Main Results of the Study
Scholars and stakeholders have been wrong to assume that criminal sanctions for IP infringement are justified on economic grounds. It is true that criminal sanctions could play an important role in preventing harmfulbehavior that cannot be deterred through other means. But imposing criminal sanctions is costly. For patent infringement, the costs of imposing criminal sanctions are very unlikely to exceed its benefits. Civil sanctions will probably be sufficient for creating the optimal amount of infringing behavior. For copyright infringement, civil sanctions alone should be sufficient to deter nearly all types of harmful conduct. There is an economic case for imposing criminal sanctions for copyright infringement only with respect to a discrete set of activities: massive reproduction and sales of commercially valuable works. We have arrived at the conclusion that the case for criminal IP sanctions is weak or nonexistent while putting to one side both noneconomic considerations, such as moral or deontological objections to criminal IP sanctions, and economic concerns about the efficacy of IP in promoting innovation. Once those considerations are added to the calculus, we suspect that the argument for criminal sanctions for IP infringement will disintegrate almost entirely.

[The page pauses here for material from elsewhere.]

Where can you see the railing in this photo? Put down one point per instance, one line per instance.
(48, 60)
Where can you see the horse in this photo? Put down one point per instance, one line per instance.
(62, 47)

Policy Implications as Stated By Author
Many IP stakeholders and scholars have operated under the assumption that there is an economic case for criminal IP sanctions. Criminal sanctions for IP infringement are thought to be justified by the possibility of deterring or incapacitating would-be infringers. When criminal IP sanctions have been criticized, the criticism has usually come from a normative position outside of economics-moral rights, for instance." The economic case for criminal sanctions is usually treated as unassailable. We do not believe that the case for criminal sanctions in IP is nearly as strong as many have treated it. Indeed, we will argue that criminal liability may be justified only in one small corner of IP law, in response to one discrete type of infringement.